Re: General tuning for Dbpedia Spotlight

Hugh, my difficulties with this service have been related to looking up place references.  Unfortunately, the service seems to privilege entities with more inbound links than text distance matching.

One suggested solution was to do lookups in Freebase, which seems to do a better job with the text matching, and pull DBpedia URIs from the descriptions retrieved from their entities.

Cheers,

  Sands Fish
  Data Scientist / Software Engineer
  MIT Libraries
  sands@mit.edu



________________________________
From: Hugh Glaser Hugh Glaser<mailto:hugh@glasers.org>
Date: January 16, 2014 at 6:33:50 AM
To: public-lod community public-lod@w3.org<mailto:public-lod@w3.org>
Subject:  General tuning for Dbpedia Spotlight
Hi.
I am trying to use Dbpedia Spotlight to find stuff in arbitrary English texts.
Following the instructions, I found it very easy to download and install the whole shebang on my Mac laptop - thanks!
It does pretty well in finding stuff, but gets some strange things wrong for me (choosing people called Monday instead of the day of the week, for example, or Municipalities of Germany for Municipalities).
That’s fine - I understand that there is always a precision/recall thing going on.
But I want to use it to mark up web pages, so having even a small number of strange links is not too good.

So my question is:
What are the parameters I should set to get a set of results with high precision (even if low recall) for arbitrary English text?
I assume that I need to set Confidence and Annotation Score, and probably some Types.
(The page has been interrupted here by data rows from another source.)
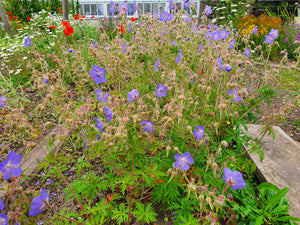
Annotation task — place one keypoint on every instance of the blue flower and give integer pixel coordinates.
(133, 95)
(233, 179)
(156, 64)
(99, 124)
(199, 132)
(108, 113)
(247, 52)
(207, 10)
(161, 90)
(39, 203)
(3, 101)
(102, 96)
(183, 161)
(11, 165)
(148, 125)
(235, 96)
(178, 57)
(27, 42)
(2, 206)
(98, 74)
(3, 219)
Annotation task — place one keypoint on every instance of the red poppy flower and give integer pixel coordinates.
(76, 17)
(122, 29)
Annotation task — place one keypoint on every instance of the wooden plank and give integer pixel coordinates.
(38, 152)
(281, 164)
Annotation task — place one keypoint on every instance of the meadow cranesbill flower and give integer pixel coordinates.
(183, 161)
(247, 52)
(235, 96)
(161, 90)
(255, 30)
(27, 42)
(133, 95)
(99, 124)
(269, 39)
(228, 68)
(156, 64)
(39, 203)
(233, 179)
(112, 7)
(148, 125)
(178, 56)
(274, 32)
(207, 10)
(102, 96)
(108, 113)
(199, 132)
(98, 74)
(3, 101)
(134, 7)
(11, 165)
(2, 206)
(3, 219)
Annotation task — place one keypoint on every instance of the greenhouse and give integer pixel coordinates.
(101, 8)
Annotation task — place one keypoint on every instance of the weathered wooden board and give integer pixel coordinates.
(30, 162)
(281, 164)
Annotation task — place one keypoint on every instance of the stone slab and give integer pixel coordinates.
(281, 164)
(30, 162)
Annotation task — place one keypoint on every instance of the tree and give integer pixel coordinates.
(5, 21)
(65, 10)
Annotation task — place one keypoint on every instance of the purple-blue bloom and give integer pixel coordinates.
(10, 166)
(156, 64)
(148, 125)
(233, 179)
(39, 203)
(183, 161)
(2, 206)
(27, 42)
(235, 96)
(228, 68)
(98, 74)
(3, 219)
(199, 132)
(133, 95)
(178, 56)
(102, 96)
(3, 101)
(247, 52)
(108, 113)
(207, 10)
(112, 7)
(99, 124)
(269, 39)
(161, 90)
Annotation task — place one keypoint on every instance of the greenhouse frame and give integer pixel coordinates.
(100, 8)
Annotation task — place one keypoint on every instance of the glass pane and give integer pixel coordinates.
(161, 8)
(93, 9)
(147, 8)
(100, 9)
(130, 10)
(87, 9)
(154, 7)
(140, 8)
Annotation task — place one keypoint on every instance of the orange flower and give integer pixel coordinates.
(76, 17)
(122, 29)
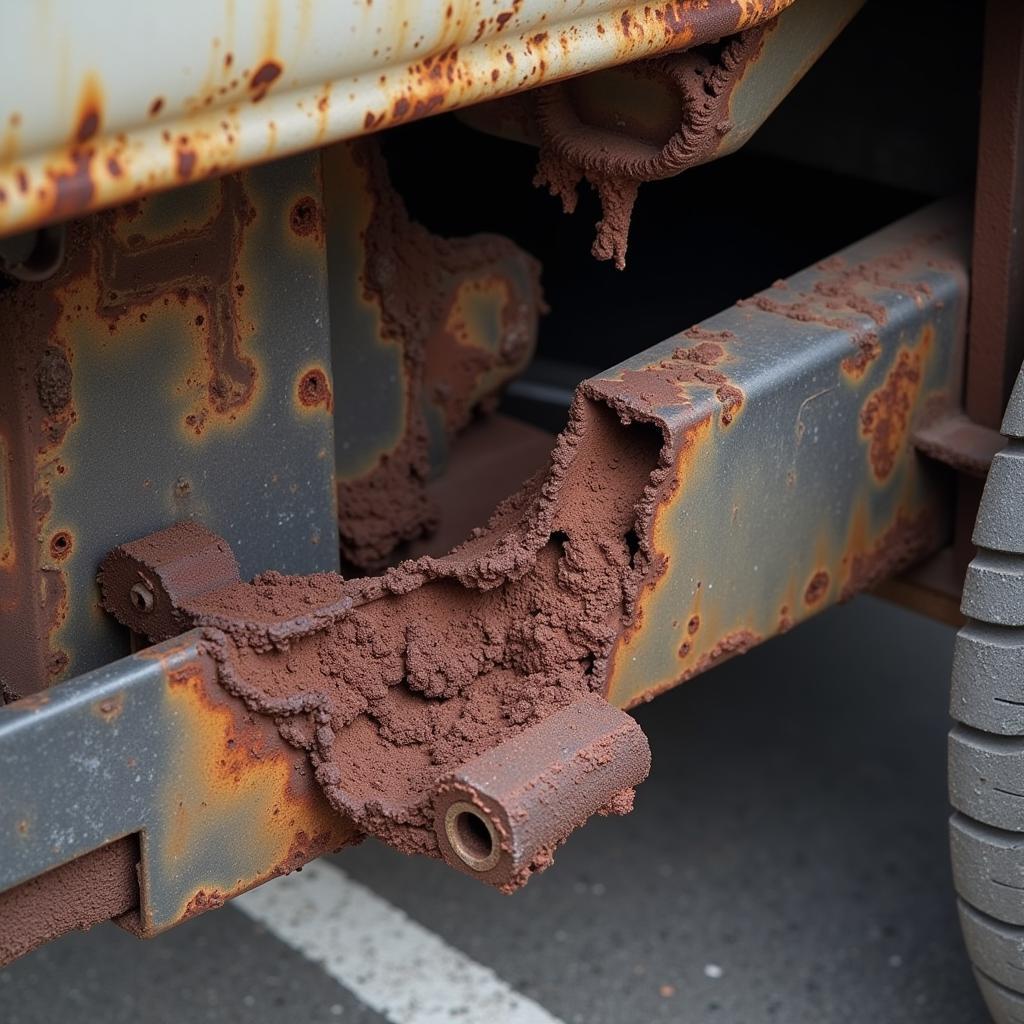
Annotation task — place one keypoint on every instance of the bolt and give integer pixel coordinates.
(141, 597)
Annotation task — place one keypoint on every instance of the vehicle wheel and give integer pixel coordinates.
(986, 744)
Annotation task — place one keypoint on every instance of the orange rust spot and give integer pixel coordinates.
(817, 587)
(736, 642)
(74, 188)
(263, 78)
(90, 112)
(60, 545)
(885, 419)
(87, 127)
(185, 163)
(868, 349)
(313, 389)
(109, 710)
(239, 777)
(203, 901)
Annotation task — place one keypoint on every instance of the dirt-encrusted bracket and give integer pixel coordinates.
(450, 707)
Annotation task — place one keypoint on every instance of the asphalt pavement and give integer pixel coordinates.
(786, 862)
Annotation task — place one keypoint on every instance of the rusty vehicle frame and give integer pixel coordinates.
(211, 279)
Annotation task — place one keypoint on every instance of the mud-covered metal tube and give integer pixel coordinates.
(500, 816)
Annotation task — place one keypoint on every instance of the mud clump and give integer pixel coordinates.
(441, 659)
(700, 81)
(53, 380)
(419, 281)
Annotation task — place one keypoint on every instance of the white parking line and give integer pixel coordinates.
(393, 965)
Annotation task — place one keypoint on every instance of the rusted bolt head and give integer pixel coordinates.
(472, 837)
(141, 597)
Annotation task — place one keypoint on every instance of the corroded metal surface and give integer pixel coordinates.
(529, 792)
(425, 333)
(705, 496)
(163, 374)
(81, 127)
(653, 119)
(219, 801)
(790, 418)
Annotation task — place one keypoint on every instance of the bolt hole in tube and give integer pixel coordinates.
(140, 597)
(472, 837)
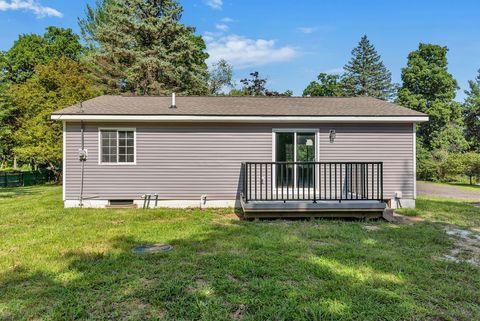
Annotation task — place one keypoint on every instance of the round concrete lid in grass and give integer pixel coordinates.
(152, 248)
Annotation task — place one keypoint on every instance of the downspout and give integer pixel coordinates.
(82, 160)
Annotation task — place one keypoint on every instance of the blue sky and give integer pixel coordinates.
(290, 42)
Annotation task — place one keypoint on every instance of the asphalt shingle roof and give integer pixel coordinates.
(239, 106)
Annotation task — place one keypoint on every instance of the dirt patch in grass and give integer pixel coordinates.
(242, 308)
(404, 219)
(371, 228)
(466, 247)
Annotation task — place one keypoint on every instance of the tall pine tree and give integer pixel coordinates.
(428, 87)
(366, 75)
(141, 46)
(471, 112)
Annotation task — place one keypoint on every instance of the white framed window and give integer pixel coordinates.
(117, 146)
(295, 145)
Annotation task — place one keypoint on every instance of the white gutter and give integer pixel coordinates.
(244, 119)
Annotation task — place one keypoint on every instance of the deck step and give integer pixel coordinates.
(309, 209)
(122, 206)
(388, 215)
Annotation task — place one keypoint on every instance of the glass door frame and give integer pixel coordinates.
(315, 131)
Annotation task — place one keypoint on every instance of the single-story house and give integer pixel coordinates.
(283, 154)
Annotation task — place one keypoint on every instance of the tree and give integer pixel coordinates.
(220, 75)
(471, 163)
(254, 86)
(28, 51)
(17, 65)
(274, 93)
(428, 87)
(141, 46)
(329, 85)
(471, 113)
(365, 73)
(58, 84)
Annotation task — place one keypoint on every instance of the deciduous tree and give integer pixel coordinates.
(141, 46)
(220, 76)
(471, 113)
(58, 84)
(428, 87)
(328, 85)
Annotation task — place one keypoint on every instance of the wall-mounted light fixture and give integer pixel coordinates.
(332, 135)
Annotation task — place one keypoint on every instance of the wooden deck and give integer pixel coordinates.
(308, 209)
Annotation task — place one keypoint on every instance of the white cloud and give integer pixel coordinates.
(215, 4)
(243, 52)
(307, 30)
(221, 27)
(30, 5)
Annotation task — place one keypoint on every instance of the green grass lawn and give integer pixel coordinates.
(462, 185)
(66, 264)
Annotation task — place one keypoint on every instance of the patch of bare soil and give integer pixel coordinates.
(370, 228)
(242, 308)
(466, 247)
(402, 219)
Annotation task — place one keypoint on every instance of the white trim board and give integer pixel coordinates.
(414, 141)
(64, 160)
(245, 119)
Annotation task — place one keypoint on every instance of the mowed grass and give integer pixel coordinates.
(72, 264)
(462, 185)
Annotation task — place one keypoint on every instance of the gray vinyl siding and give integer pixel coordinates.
(185, 161)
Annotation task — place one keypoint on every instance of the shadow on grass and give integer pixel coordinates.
(234, 269)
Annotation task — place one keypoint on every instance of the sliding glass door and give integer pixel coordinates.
(295, 146)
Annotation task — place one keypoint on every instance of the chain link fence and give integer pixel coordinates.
(17, 178)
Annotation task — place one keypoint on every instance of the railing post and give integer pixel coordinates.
(381, 181)
(315, 182)
(245, 181)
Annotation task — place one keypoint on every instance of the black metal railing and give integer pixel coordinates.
(312, 181)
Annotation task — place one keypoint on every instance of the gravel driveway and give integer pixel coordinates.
(431, 189)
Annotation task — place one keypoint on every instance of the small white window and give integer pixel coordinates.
(117, 146)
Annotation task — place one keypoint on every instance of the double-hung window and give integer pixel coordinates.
(117, 146)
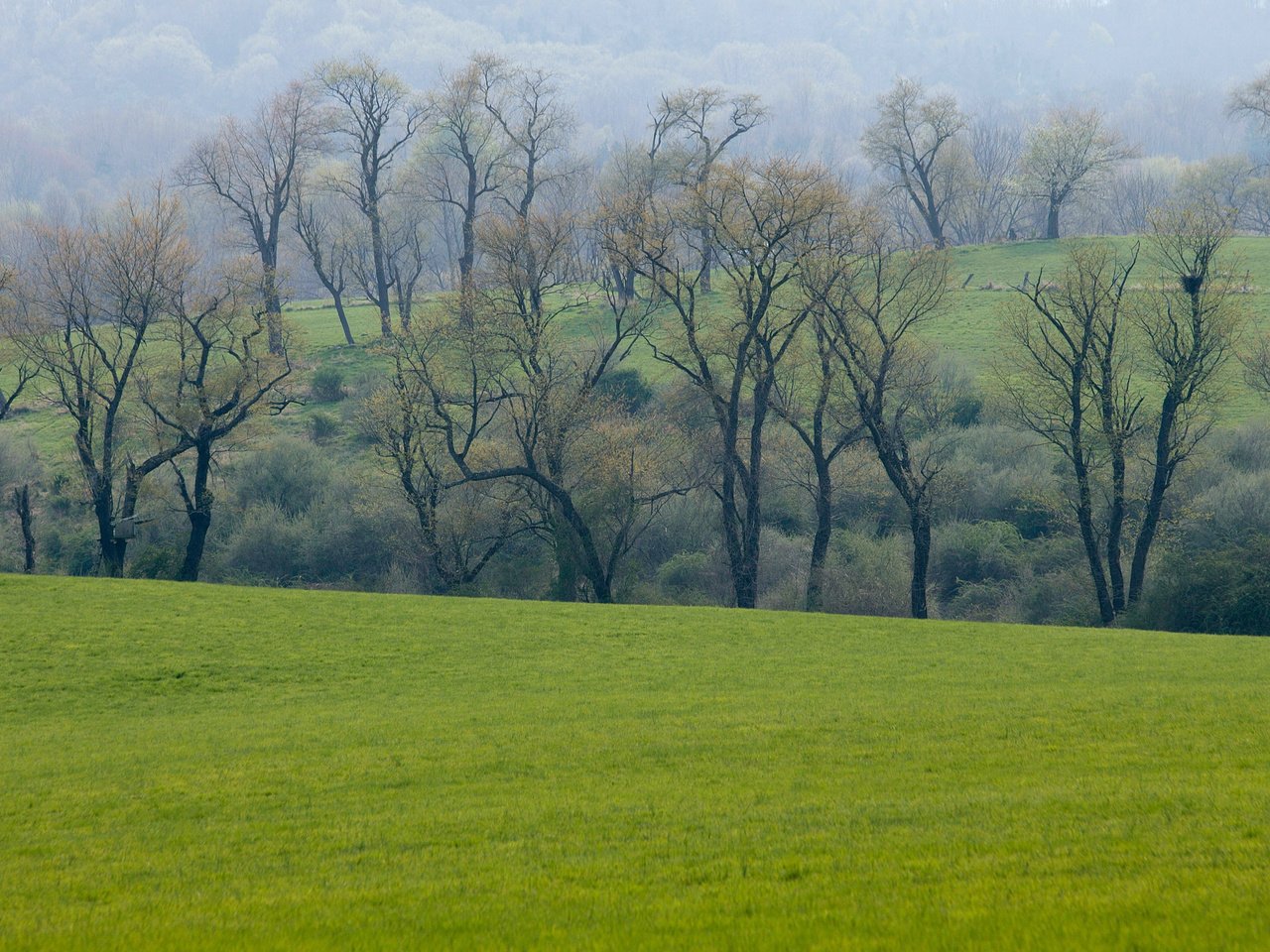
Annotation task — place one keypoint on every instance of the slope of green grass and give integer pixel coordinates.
(231, 769)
Related to this, I am using the Lucene version. I see there is a Statistical version, but can’t work out what the difference might be. Should I be using that to get more precise results?

Sorry if this is somewhere in the docs, but I couldn’t find it easily.
My guess is that this is something that quite a few people have been through?

I am using it from php via http, if anyone can actually provide the code! :-)

Best
Hugh

Received on Thursday, 16 January 2014 18:57:09 UTC